As Steve Adler vomited again and inquired something about needing his dealer, Duff was left mumbling “duuude” while Izzy and Slash had a couple more questions to ask. “What the fuck is with that title Chinese Democracy? When did they start being democratic?” Slash began.

“Yeah,’ Izzy asked, ‘I know that dildo you’re wearing is magical and everything, but are you gonna bring it onstage? Shit, that’s worse than those spandex shorts you used to wear.”

Axl started to get annoyed and found himself wanting to glare menacingly at his band mates, so instead he just popped a couple more pills and told himself that it was all gonna be alright. A new Guns N Roses album was now inevitable -- happiness had been achieved…at least for awhile.
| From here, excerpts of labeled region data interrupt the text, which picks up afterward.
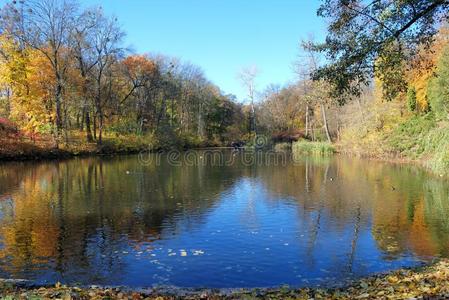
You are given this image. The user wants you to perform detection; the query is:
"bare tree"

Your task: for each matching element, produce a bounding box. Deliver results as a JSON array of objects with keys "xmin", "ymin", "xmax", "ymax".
[
  {"xmin": 238, "ymin": 65, "xmax": 259, "ymax": 132},
  {"xmin": 301, "ymin": 41, "xmax": 332, "ymax": 143}
]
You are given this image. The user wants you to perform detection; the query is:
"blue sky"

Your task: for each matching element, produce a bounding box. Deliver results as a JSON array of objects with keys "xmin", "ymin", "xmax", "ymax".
[
  {"xmin": 81, "ymin": 0, "xmax": 325, "ymax": 100},
  {"xmin": 0, "ymin": 0, "xmax": 325, "ymax": 100}
]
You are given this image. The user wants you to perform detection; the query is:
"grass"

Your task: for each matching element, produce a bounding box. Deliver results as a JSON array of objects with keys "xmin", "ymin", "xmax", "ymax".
[
  {"xmin": 385, "ymin": 114, "xmax": 449, "ymax": 176},
  {"xmin": 292, "ymin": 141, "xmax": 335, "ymax": 156}
]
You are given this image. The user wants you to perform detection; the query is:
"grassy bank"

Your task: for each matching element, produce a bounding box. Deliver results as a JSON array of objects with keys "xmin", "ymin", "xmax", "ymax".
[
  {"xmin": 292, "ymin": 141, "xmax": 335, "ymax": 156},
  {"xmin": 0, "ymin": 260, "xmax": 449, "ymax": 300},
  {"xmin": 335, "ymin": 113, "xmax": 449, "ymax": 176}
]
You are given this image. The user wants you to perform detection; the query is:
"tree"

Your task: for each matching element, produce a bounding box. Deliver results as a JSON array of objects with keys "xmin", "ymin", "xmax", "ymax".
[
  {"xmin": 238, "ymin": 66, "xmax": 259, "ymax": 133},
  {"xmin": 428, "ymin": 46, "xmax": 449, "ymax": 119},
  {"xmin": 313, "ymin": 0, "xmax": 449, "ymax": 103},
  {"xmin": 407, "ymin": 87, "xmax": 416, "ymax": 112},
  {"xmin": 92, "ymin": 15, "xmax": 124, "ymax": 145}
]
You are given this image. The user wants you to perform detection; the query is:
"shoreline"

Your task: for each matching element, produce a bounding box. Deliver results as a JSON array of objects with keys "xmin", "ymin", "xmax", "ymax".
[{"xmin": 0, "ymin": 259, "xmax": 449, "ymax": 300}]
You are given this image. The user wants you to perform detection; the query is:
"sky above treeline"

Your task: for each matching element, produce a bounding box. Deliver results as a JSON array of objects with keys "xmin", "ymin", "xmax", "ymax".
[{"xmin": 0, "ymin": 0, "xmax": 325, "ymax": 101}]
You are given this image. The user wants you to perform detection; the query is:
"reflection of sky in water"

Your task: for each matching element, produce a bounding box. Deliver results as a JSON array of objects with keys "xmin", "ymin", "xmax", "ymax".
[{"xmin": 0, "ymin": 157, "xmax": 448, "ymax": 287}]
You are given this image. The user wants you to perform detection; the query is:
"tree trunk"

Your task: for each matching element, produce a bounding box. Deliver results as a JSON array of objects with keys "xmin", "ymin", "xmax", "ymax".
[
  {"xmin": 321, "ymin": 103, "xmax": 332, "ymax": 143},
  {"xmin": 84, "ymin": 107, "xmax": 94, "ymax": 143},
  {"xmin": 55, "ymin": 80, "xmax": 62, "ymax": 148}
]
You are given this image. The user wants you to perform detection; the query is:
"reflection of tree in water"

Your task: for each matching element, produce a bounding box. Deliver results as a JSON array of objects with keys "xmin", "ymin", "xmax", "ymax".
[{"xmin": 0, "ymin": 157, "xmax": 240, "ymax": 280}]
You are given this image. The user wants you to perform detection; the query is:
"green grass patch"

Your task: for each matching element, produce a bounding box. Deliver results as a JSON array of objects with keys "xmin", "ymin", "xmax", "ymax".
[{"xmin": 292, "ymin": 141, "xmax": 335, "ymax": 156}]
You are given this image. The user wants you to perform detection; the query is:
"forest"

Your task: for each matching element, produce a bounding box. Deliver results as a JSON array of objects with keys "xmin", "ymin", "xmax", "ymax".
[{"xmin": 0, "ymin": 0, "xmax": 449, "ymax": 174}]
Once I finished the chapter and handed it to the trustee in charge of mail distribution, I told him to be careful with my package because it was a “masterpiece.” He just replied by folding it in half and shoving it carelessly into a bag with the other correspondence. Afterward, I was left to sit on my bunk and contemplate the fact that I was pretty damn happy with myself for getting off my ass and actually starting this project even though I knew I’d probably never write a chapter two or even receive a cent out of anyone associated with that dipshit Matthew Lesko. I realized that this was probably just as well, since I knew that if Axl ever got wind of this, he’d break just break something, sue me and then tell the whole world that I was an “Internet Bitch.” Or maybe things might get really bad and he could get me kicked out of the Hardrock someday. Fuck it, in the end I figured it was worth taking a chance, after all, producing something and having it get completely trashed by your audience is still a helluva lot better than just sitting around masturbating with a copy of National Geographic or hanging out with some dude named Buckethead.